The Women of Mad Men

Le Duc went off for the weekend to visit his parental nest, so I rented Season One of the series Mad Men and gorged- delicious!

Like the Todd Haynes film "Far From Heaven", the production is steeped in an era I recall vividly:
circle pins, white gloves, baby-dolls, and every man at work in a dark suit.

January Jones' Betty Draper, the protagonist's wife, is a debutante/Grace Kelly beauty, softened angles of blonde perfection. Tapered wool pants, cabled cardigan, peignoirs, everything just so.

Cristina Hendricks plays bad wise girl Joanie with glee, all shake-it till-you-break-it bottom and red beehive, skin-tight sweaters, sprayed-on skirts. Hendricks said in an interview, "I don't think the 1960s were the most flattering time for women, but if you know how to work it, then it can be."

Every episode's a style time-capsule, with actresses in bullet bras, shirtwaists, twin sets and the kind of girdle that made you wait to go to the bathroom, because tugging it on and off was sweat-popping work.

Watch and notice, with very rare exceptions, how physically confined women were by their clothes. I read that the actresses had to be coached in how to move, as they had grown up without the foundation garments that changed how they sat, walked, even breathed.

The suburban homemakers in the show spend major time in rollers and pin curls. You were either on display or in preparation. The undercurrent of anxiety is palpable: being pleasing enough, thin enough, and "what do you want for dinner, dear?"

Mad Men depicts a time when racism, sexism, anti-semitism and homophobia were features of everyday life (at least inside this fictitious Madison Avenue ad agency). Forty-eight years ago, what a difference- not only in what was said, but in how people reacted. If you wonder where all the people went who talked this way, it's clear from the show: they died from smoking.
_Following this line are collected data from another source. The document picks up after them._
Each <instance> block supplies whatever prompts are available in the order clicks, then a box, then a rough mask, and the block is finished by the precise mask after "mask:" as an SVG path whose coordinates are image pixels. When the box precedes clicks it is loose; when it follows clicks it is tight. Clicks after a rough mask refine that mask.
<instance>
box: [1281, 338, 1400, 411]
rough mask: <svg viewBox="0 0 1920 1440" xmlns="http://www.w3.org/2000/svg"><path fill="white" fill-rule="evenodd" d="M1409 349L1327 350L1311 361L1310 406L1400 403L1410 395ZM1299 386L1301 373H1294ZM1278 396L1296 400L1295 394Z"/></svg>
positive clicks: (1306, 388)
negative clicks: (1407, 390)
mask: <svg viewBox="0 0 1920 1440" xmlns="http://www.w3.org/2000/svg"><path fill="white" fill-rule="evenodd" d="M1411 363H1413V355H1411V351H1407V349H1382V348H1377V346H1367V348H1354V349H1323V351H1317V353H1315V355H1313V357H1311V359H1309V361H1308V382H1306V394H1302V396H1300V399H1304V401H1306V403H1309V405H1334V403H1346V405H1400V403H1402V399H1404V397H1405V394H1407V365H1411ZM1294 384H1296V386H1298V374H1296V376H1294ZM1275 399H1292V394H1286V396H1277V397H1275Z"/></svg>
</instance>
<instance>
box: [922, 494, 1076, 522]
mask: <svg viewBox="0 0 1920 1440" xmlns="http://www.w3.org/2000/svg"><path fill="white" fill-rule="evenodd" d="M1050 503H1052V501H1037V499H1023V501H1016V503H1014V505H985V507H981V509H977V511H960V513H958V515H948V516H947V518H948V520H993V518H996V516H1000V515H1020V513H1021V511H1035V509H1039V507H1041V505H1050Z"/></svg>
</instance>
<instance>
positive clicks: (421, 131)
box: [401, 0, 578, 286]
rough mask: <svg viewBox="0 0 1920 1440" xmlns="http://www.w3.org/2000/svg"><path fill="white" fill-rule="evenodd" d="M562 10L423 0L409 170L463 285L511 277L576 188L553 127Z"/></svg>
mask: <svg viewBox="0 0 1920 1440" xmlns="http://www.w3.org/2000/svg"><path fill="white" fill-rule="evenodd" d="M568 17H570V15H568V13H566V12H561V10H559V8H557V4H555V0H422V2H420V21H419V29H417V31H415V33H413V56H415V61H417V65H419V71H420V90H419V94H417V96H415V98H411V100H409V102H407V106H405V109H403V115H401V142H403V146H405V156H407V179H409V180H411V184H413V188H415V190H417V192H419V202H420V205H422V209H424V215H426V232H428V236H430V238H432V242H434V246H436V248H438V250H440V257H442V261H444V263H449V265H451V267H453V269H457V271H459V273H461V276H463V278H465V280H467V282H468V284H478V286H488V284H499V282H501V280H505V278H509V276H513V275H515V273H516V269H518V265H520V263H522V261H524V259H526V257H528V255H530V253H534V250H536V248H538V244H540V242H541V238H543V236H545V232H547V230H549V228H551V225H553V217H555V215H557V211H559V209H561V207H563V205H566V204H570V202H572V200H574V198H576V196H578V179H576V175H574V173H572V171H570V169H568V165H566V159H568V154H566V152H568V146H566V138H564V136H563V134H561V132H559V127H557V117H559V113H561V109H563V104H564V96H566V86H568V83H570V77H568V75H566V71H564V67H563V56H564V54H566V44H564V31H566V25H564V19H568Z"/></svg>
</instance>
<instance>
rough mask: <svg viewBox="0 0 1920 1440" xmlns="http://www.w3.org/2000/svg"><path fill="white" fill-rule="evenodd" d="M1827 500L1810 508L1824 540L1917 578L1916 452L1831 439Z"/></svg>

Michael Kors apparently loves Mad Men and is creating looks that channel early-60s ladies.

Comments

Susan B said…
I'm so looking forward to the return of this show. In the early 80's, I worked in an advertising sales rep firm in NY, and the sexism, drinking, smoking were still a part of the package, although to a lesser degree than in the show. And no girdles.
materfamilias said…
I've just finished watching Season One as well (I love this relatively new phenomenon of being able to buy a season of DVDs -- such a great way to watch) having heard about the show from Une Femme (hi Pseu!). I'd love to know what some of my young female students would think of it, the ones who feel feminism is so passé. It's also making me want to go back and read Marilyn French's The Women's Room -- seems to me Mad Men covers much of the same territory more subtly (and of course it can afford to be more subtle 'cause of the work done by Marilyn French et al)
But primarily, oh yes, the fashion! (as for having it resurrected, didn't we have that a few years ago when that very stylized 60s pink satire-y film came out, can't remember the name . . .)
materfamilias said…
Down with Love is the movie I was thinking of (obviously, very different from Mad Men, but also focused on 60s clothing)
Duchesse said…
ma: "Catch Me If You Can" had a lot of early 60s looks in it too.
materfamilias said…
Ah, that's right, I remember now -- and the following fall we had twinsets in a big way and young women started wearing tailored plaid wool coats.
Duchesse said…
I was on a cusp. Went to university in '66 with matching Villager twin sets and monogrammed cardigans, left in bell bottom jeans and leather vests. A fascinating shift that we were aware of at the time.
Anonymous said…
I was just thinking about getting this series this morning to feed my fashion 'jones'. Now I will have to get it. I graduated from high school in 1970, so my teen years were spent in skirts(of varying lengths), a panty girdle(I will not discuss what the beginnings and endings of the school years were like in THAT), early iterations of pantyhose, and oxford cloth blouses. My little world was divided into 'good girls', 'fast girls' and girls who got fat and 'went to visit an aunt' someplace else. As I remind my daughters(who have grown up in a world where birth control is seen as a right and not something women have to fight for and protect on a daily basis), those were NOT the good old days.
Duchesse said…
Toby: My sister was 13 years older, so I had birth control as a young woman and she did not. She was incredibly jealous that I did not have to deal with "getting caught". Later I bought her a subscription to Ms magazine, but she said it was hard to read, because the notions of equality and not accepting certain behaviours (from men) any longer were so disturbing. Marilyn French's "The Women's Room" tells this story, of the transition and its disruption, very well.